The fig wasp life cycle
Although wasps sometimes die inside figs, these fruits are actually an essential part of their reproduction cycle. Just as most types of figs need wasp pollination to make new fruit, fig wasps couldn’t reproduce without the help of fig trees.
When a female wasp crawls into a fig syconium from a female tree — the type of figs we eat — she only pollinates it, because the flowers inside are too long for her to lay her eggs on. But if she ventures into a synconium from a male tree — which are called caprifigs and generally not eaten by humans — she’ll start to lay her eggs.
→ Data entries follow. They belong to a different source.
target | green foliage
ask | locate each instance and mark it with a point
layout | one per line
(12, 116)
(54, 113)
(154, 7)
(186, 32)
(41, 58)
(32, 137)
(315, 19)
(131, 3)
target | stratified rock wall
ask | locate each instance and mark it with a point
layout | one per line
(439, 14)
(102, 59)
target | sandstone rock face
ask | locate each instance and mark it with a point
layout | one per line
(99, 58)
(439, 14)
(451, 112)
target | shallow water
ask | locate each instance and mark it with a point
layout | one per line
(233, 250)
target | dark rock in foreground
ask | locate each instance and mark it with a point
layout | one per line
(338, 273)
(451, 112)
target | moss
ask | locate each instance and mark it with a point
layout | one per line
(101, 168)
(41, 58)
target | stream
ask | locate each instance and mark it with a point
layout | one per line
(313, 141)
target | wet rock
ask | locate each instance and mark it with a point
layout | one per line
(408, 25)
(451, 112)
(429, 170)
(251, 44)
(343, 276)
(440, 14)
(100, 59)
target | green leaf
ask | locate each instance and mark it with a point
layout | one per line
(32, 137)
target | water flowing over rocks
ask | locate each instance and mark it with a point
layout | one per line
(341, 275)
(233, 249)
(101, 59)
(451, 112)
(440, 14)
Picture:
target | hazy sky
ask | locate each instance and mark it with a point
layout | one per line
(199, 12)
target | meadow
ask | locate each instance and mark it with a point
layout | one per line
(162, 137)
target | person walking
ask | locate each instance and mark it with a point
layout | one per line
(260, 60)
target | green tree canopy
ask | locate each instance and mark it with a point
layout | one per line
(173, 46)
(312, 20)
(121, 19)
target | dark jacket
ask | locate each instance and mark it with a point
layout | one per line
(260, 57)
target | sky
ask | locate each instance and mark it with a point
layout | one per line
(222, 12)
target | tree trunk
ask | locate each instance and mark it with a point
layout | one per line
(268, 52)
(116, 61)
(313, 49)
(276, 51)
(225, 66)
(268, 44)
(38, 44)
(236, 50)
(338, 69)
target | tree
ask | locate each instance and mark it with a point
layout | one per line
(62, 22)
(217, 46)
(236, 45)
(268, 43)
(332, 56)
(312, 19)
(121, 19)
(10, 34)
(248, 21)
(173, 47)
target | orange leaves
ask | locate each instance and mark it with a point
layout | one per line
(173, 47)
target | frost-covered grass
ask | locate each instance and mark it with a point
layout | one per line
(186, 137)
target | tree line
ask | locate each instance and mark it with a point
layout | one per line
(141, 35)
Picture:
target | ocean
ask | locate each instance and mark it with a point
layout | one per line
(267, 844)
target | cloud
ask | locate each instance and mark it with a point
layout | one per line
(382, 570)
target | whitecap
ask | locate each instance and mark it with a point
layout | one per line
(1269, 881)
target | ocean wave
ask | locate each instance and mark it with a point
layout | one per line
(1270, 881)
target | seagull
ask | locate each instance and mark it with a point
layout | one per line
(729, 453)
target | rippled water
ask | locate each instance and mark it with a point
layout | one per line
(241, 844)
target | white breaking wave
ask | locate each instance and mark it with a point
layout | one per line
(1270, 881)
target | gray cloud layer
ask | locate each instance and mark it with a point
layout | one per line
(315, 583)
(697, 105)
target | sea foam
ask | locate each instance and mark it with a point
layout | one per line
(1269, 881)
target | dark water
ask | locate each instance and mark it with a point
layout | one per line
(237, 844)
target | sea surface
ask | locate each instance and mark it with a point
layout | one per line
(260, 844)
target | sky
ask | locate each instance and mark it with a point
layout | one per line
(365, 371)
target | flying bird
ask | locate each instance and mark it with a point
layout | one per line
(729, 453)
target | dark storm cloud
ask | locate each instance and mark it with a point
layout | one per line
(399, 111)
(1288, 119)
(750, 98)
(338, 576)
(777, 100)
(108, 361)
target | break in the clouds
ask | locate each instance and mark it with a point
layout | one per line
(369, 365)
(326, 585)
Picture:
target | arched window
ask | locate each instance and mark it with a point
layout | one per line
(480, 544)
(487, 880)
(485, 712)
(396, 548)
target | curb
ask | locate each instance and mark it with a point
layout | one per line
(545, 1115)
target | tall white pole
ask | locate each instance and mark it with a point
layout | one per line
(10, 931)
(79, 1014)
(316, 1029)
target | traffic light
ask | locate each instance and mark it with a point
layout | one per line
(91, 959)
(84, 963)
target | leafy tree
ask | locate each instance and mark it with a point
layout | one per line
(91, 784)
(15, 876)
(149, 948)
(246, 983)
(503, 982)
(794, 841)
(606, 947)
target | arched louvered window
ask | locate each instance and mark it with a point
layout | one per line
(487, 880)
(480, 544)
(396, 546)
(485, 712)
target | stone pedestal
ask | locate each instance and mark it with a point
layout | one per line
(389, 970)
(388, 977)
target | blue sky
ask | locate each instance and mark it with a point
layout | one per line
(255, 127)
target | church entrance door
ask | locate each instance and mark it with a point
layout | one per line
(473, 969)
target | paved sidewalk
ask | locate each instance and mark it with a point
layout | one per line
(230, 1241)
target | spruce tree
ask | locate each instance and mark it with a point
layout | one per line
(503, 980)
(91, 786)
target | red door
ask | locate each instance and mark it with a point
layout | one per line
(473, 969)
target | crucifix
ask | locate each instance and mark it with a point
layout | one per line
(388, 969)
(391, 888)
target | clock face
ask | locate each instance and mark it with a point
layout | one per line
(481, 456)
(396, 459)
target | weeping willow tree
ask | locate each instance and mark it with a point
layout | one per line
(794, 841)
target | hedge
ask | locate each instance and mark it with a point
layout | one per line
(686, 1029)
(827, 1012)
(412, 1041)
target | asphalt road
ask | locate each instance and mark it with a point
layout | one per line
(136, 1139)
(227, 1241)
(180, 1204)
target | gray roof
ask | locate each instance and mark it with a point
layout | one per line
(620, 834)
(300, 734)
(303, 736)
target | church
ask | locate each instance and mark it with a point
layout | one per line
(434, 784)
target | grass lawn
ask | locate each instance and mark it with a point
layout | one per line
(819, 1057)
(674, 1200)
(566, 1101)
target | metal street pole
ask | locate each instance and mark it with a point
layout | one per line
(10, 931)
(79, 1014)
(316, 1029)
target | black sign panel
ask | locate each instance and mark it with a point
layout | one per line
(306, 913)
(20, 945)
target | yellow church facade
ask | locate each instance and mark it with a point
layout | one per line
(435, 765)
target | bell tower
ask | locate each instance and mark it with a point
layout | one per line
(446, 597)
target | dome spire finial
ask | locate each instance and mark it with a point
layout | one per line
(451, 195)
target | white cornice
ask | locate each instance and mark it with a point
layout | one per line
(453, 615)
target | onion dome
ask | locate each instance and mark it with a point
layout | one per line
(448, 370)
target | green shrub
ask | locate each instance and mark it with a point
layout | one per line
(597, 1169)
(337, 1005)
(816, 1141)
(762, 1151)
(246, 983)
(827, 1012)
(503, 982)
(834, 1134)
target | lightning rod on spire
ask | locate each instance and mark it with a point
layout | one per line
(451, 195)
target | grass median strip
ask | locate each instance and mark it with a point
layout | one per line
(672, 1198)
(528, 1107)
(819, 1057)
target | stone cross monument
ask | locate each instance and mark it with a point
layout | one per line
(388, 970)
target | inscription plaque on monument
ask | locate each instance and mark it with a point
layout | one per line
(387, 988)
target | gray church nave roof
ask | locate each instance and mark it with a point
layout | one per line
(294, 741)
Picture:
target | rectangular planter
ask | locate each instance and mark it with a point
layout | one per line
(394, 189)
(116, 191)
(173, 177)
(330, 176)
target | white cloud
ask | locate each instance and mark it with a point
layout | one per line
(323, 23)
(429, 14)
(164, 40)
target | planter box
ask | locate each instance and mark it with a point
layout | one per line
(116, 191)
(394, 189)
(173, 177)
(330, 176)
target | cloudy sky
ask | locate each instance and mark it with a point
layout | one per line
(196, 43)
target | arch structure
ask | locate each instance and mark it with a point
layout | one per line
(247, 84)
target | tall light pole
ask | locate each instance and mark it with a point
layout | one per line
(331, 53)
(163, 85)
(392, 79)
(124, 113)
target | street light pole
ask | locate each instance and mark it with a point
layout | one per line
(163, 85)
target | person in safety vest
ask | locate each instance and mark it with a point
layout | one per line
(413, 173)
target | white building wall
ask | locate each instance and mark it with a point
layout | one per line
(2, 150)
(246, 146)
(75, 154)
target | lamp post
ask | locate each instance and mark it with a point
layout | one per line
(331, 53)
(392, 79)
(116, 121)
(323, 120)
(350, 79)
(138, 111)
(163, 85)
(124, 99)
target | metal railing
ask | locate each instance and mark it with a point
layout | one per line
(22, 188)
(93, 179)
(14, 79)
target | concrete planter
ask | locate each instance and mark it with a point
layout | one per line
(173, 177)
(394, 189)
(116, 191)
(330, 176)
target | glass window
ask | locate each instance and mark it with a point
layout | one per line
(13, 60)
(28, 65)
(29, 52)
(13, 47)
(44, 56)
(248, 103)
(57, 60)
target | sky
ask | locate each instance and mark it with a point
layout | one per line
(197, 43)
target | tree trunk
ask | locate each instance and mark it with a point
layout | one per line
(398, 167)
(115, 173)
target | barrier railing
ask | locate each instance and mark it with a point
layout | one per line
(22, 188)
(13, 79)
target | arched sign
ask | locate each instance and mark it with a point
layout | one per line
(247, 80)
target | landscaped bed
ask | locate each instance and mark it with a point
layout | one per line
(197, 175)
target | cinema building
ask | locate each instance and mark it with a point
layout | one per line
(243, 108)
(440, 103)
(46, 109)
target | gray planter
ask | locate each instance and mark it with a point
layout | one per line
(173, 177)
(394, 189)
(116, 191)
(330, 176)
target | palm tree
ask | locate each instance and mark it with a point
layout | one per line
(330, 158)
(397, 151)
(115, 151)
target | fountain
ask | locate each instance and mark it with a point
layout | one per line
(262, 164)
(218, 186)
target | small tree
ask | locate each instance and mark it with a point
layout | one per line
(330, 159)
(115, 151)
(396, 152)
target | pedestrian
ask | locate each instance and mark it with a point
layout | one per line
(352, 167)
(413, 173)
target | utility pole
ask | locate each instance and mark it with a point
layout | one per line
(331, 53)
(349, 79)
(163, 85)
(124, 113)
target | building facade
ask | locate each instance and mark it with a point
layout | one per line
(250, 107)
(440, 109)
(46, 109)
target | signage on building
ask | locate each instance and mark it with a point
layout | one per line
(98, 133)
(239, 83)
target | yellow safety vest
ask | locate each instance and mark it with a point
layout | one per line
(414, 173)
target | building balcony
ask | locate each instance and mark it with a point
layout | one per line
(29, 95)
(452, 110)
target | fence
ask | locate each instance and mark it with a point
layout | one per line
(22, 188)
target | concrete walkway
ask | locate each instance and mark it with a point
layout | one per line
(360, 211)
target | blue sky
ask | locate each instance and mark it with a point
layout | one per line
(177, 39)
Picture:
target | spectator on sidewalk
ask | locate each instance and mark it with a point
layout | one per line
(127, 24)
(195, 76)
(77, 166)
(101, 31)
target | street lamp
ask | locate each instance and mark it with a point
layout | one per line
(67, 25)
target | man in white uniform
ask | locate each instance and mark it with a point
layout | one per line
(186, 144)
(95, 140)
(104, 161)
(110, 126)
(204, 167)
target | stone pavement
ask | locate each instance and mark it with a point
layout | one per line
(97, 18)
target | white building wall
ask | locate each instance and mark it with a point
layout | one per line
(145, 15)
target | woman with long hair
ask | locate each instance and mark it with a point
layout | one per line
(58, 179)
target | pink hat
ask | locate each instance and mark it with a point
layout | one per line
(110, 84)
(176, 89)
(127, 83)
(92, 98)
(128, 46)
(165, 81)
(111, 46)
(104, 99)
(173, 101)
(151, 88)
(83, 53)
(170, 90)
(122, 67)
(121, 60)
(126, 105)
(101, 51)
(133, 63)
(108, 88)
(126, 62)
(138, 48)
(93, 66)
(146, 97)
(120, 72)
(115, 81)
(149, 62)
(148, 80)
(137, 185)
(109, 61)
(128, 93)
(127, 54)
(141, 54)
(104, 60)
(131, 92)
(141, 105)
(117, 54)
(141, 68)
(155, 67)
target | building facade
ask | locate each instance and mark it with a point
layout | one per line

There, the eggs hatch and develop from larvae into young wasps, which mate while still inside the fruit. Generally, the male wasps die inside the caprifig after mating, though they do help chew a tunnel that allows the female wasps to escape, sometimes even offering themselves as bait for the predatory ants that may be waiting outside. Eventually, the fertilized female wasps burst out in search of a new fig to lay their eggs in, carrying pollen from the old caprifig with them.
There are over 850 species of fig trees, and each one can only be pollinated by a specific species of fig wasp, Jandér said. The relationship between these plants and animals evolved millions of years ago, and both Machado and Jandér pointed to its importance. As a keystone species — an organism that many other plants or animals in the ecosystem rely on to survive — fig trees and their relationship with wasps continue to be of great interest to researchers.
“There are other plant-pollinator mutualisms in nature, but the fig-fig wasp mutualism is possibly the most diverse and most consequential of all,” Machado said.